If it’s ‘refuse’, then it’s ‘refuse’, regardless who’s picking through it.
Not really. It’s not so cut and dried as that because quite orthodox Bible scholars, such as Benedict XVI do employ what they find useful in that method.
It would be ‘irresponsible’, so to speak, to ask someone without sufficient background to investigate and draw their own conclusions; but, the critique of the method per se doesn’t hold, I’d assert, nor does it make sense to expect that people would be given the method’s results without a discussion of what the method was doing.
I have no idea what you’re trying to say here, but please don’t explain again.
So… Job is saying “I’m in a world of hurt
right now … and you guys are giving me grief
right now… but I’m looking forward to a future Messiah and the day of the Lord” ??? Seriously?

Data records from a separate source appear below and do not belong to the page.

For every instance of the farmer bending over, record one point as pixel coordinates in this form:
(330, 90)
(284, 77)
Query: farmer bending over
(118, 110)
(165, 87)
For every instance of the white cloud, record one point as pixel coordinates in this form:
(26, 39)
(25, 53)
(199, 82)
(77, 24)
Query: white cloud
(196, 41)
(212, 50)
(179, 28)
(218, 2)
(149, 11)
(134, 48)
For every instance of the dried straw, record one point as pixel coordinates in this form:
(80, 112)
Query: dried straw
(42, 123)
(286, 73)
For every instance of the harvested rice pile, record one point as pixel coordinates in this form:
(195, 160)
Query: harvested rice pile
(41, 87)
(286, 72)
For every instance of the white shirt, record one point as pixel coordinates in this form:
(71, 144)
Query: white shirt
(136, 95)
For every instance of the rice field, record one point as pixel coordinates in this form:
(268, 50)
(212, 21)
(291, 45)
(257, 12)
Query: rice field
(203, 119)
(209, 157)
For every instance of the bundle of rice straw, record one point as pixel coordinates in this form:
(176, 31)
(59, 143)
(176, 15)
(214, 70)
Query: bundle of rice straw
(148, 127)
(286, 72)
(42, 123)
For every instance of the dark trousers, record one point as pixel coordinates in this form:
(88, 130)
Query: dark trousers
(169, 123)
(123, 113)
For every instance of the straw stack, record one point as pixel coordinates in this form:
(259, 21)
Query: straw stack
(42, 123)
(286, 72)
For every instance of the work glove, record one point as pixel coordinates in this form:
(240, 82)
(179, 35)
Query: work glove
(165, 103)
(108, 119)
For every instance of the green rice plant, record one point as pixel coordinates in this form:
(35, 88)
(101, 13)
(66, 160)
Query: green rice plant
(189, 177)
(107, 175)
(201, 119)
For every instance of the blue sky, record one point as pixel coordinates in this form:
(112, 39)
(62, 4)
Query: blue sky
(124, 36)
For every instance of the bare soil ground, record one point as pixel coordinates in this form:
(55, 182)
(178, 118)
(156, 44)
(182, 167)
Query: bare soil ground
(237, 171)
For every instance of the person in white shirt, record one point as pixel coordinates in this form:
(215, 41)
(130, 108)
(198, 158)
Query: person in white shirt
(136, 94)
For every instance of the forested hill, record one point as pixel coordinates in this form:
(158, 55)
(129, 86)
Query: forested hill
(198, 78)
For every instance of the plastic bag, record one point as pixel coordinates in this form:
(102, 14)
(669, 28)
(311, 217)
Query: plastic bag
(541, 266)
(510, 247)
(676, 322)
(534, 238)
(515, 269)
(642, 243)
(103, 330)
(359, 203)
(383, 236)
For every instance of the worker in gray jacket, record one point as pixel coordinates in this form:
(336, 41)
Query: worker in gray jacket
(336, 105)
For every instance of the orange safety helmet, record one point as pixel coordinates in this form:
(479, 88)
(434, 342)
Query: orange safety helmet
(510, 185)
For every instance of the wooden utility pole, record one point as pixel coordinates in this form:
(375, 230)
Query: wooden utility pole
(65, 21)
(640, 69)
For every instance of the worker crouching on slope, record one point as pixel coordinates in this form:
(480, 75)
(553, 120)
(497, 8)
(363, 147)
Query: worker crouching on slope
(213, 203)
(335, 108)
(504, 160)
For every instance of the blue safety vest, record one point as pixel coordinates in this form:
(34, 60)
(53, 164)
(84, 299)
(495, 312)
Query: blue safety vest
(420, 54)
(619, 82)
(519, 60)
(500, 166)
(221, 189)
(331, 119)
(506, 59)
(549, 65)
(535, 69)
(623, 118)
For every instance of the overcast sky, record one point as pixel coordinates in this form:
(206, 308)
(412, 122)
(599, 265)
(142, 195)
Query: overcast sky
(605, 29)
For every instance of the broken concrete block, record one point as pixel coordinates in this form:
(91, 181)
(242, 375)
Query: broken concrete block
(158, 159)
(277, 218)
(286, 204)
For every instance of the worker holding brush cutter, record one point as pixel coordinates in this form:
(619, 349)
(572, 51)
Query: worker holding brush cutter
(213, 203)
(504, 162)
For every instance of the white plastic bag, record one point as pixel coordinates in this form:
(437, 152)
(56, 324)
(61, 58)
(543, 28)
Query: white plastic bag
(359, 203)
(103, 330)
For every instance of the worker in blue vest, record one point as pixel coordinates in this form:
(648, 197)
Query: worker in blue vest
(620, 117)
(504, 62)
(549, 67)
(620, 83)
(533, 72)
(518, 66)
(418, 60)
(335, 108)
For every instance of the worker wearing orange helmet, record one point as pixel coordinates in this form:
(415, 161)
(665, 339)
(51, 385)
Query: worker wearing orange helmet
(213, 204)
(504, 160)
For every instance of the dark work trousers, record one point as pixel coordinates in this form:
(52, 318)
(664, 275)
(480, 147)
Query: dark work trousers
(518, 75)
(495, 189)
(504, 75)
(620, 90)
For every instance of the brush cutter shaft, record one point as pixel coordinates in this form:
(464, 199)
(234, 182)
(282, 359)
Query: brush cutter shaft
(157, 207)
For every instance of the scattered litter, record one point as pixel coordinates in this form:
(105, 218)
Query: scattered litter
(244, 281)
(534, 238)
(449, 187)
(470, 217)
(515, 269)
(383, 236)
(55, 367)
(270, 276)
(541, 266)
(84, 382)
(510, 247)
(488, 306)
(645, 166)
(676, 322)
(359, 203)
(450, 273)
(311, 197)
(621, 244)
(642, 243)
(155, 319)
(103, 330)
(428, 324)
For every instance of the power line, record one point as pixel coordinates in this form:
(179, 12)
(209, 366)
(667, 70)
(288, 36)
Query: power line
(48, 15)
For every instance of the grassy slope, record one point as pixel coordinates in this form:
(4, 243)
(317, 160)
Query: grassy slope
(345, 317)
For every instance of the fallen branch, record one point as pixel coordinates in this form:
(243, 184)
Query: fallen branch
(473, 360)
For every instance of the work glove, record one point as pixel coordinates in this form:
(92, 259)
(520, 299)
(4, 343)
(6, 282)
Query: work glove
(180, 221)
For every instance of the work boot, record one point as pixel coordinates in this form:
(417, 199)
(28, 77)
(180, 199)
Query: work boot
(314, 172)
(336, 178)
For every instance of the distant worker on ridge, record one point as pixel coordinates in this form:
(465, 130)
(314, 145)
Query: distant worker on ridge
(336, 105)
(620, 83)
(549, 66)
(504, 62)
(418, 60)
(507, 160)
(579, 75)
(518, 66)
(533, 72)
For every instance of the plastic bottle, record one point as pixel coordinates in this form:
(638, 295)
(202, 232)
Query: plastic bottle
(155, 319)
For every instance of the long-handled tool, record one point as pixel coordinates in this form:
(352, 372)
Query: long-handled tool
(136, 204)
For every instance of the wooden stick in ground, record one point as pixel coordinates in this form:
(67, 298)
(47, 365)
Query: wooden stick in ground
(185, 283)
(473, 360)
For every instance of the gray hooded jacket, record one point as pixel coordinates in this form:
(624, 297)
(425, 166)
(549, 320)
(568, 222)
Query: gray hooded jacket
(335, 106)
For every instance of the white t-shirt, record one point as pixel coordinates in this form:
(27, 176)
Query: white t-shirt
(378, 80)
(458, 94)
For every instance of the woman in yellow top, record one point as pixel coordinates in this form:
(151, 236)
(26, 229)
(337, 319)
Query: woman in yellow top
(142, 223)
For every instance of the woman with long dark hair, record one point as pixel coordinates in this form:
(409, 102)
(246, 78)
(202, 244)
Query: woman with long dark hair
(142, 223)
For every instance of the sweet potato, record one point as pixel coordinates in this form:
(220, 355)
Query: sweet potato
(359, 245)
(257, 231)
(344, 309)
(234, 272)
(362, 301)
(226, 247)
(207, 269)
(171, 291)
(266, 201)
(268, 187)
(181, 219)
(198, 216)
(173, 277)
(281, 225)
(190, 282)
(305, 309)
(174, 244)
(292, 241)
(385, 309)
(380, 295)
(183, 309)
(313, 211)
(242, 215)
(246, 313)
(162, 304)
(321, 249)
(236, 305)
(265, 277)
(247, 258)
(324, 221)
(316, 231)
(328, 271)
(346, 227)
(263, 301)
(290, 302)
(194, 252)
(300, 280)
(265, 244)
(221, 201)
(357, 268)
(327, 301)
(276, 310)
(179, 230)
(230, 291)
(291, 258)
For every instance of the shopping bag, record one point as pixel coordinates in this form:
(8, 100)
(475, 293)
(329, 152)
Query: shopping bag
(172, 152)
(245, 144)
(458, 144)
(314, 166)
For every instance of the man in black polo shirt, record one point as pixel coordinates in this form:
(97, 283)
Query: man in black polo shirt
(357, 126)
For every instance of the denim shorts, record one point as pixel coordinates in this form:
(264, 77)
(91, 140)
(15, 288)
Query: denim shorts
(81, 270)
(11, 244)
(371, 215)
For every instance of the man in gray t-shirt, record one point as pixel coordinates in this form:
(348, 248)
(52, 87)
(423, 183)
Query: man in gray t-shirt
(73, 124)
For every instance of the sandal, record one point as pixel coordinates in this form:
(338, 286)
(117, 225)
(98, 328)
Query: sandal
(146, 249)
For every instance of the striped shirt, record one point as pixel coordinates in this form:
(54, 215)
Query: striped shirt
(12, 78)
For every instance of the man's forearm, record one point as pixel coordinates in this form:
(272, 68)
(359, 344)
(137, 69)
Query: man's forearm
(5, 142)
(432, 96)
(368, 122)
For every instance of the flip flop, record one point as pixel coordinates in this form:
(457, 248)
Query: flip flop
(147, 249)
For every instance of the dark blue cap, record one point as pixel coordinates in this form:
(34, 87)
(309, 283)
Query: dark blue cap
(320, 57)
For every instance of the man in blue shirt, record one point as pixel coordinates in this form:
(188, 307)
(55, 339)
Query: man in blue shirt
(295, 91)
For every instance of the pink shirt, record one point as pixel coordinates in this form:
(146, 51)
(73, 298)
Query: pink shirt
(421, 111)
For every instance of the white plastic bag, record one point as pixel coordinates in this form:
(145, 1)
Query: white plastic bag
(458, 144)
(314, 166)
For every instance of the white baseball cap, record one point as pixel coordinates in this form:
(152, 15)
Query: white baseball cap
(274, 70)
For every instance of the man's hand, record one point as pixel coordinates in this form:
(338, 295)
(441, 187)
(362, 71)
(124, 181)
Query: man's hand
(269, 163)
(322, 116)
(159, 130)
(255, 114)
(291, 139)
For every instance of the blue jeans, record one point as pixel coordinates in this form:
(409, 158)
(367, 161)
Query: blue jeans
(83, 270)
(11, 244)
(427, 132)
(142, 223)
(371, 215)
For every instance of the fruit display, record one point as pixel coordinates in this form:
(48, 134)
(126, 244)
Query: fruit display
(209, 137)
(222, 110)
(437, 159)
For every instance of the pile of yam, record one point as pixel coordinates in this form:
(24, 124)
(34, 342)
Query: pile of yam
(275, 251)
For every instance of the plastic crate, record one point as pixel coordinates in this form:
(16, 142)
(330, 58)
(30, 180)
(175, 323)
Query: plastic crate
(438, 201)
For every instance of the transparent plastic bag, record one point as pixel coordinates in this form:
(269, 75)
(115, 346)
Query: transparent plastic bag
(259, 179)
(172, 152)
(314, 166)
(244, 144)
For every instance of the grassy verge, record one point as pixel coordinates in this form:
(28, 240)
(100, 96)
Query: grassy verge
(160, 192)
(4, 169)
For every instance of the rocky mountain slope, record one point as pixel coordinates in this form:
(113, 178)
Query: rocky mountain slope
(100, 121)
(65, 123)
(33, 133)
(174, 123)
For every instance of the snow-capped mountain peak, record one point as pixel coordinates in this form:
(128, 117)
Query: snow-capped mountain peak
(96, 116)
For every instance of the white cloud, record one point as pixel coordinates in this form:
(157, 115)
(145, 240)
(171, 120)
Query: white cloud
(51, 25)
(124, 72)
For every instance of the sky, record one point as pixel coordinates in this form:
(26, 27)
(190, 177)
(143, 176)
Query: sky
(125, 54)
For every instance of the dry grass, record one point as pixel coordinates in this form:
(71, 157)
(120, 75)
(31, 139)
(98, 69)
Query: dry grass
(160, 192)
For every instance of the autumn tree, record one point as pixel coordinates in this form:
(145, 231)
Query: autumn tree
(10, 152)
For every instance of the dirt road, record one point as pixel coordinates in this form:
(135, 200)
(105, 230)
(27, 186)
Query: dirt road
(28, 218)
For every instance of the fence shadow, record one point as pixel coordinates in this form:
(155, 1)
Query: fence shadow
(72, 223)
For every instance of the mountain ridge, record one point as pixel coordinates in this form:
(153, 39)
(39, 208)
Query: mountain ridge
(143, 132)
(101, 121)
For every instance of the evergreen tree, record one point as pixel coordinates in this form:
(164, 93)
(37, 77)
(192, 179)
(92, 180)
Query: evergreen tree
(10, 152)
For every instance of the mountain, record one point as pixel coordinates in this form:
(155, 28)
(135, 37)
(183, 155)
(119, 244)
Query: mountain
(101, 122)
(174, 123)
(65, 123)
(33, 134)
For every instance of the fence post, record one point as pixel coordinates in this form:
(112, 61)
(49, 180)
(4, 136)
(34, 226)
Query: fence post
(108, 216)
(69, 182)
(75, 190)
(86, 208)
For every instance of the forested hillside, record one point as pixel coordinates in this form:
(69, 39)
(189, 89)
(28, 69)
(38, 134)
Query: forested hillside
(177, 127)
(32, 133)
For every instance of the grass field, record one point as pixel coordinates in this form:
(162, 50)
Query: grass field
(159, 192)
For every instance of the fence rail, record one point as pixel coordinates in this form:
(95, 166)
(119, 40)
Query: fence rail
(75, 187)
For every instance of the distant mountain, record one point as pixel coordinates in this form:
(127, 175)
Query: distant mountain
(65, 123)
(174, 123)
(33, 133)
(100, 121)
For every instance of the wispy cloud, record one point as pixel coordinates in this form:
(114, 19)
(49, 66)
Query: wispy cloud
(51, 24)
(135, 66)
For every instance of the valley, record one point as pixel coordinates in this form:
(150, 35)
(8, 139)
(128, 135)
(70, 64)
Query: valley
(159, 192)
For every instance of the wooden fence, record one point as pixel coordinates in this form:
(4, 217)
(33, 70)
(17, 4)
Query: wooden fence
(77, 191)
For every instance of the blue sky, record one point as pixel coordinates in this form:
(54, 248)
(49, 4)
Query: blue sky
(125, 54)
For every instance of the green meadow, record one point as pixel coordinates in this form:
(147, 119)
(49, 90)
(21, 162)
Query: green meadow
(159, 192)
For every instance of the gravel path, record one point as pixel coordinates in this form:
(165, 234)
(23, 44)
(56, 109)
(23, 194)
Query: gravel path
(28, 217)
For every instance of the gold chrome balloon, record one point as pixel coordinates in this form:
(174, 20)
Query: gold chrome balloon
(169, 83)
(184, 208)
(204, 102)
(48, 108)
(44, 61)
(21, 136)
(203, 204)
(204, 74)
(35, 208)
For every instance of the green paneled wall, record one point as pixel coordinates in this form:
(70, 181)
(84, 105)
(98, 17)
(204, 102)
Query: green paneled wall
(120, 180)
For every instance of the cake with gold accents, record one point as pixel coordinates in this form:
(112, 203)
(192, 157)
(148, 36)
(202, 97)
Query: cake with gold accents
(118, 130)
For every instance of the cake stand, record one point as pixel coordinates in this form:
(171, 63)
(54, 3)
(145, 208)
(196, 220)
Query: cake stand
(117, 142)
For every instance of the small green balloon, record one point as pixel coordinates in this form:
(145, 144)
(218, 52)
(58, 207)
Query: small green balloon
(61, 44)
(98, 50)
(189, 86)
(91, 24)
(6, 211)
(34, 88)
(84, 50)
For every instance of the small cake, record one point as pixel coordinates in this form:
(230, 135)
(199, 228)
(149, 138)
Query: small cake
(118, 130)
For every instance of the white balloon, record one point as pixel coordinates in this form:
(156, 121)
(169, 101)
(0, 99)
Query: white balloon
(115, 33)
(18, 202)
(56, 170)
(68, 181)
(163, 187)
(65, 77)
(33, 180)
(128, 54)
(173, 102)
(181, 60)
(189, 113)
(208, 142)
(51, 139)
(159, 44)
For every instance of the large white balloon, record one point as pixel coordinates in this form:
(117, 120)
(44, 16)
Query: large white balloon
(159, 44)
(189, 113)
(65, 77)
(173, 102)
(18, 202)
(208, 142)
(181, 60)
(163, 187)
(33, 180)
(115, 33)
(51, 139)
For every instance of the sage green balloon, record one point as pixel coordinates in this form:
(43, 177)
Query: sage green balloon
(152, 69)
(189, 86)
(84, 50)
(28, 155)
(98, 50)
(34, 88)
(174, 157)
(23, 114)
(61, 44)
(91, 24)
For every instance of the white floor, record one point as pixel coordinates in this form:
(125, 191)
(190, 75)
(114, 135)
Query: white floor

It’s reasonable for you to claim that the allegorical sense here is the anticipation of the Messiah who will be the ‘goel’ for all nations; but to claim that this is what Job’s intent was, in his statement… that’s just untenable.
The same could be said of this passage:
Isa. 7[10] Again the LORD spoke to Ahaz,
[11] “Ask a sign of the LORD your God; let it be deep as Sheol or high as heaven.”
[12] But Ahaz said, “I will not ask, and I will not put the LORD to the test.”
[13] And he said, "Hear then, O house of David! Is it too little for you to weary men, that you weary my God also?
[14] Therefore the Lord himself will give you a sign. Behold, a young woman shall conceive and bear a son, and shall call his name Imman’u-el.
[15] He shall eat curds and honey when he knows how to refuse the evil and choose the good.
[16] For before the child knows how to refuse the evil and choose the good, the land before whose two kings you are in dread will be deserted.
But the Church interprets it referring to Mary and Christ, while is also refers to an event to happen at the time. It’s both/and not either/or.
Umm… in Job’s day, there was no understanding of heaven; part of the drama in the narrative is that everyone expects him to own up to his sins and receive his just punishment (death & residence in sheol) – after all, that’s how they understood things back then (good people get rewarded in this life, and evil people get punished by loss of life). Job’s faith is in a God who will rescue him now – and that’s precisely how the audience who received this story would have understood it! That’s Job’s question to God: “why are you punishing me; I’m not a bad guy?!?” And in fact, that’s precisely the result that they see – Job gets back double what he lost, because he retained faith in God (even when it didn’t make sense to him)! We, looking back at the story, see foreshadowings of Christ; Job (the character in the story) would never have had the level of knowledge to reach this kind of understanding.
It doesn’t matter because many OT people spoke prophetically without full knowledge that what they said referred to the Messiah and the coming age of grace. Even pagans spoke prophetically when the Spirit moved them. But they spoke prophetically just the same. Job may or may not have meant immediate salvation from his earthly difficulties, but his statement is a statement of faith in God’s plans for him and that plan did include eternal life for him and for all who trusted in God whether Job understood that or not. It’s perfectly all right to read it as a prophecy. Again, I refer to how the Church interprets Scripture as cited in the CCC not how some Bible scholars using whatever method interpret it. And that’s all I have to say about it.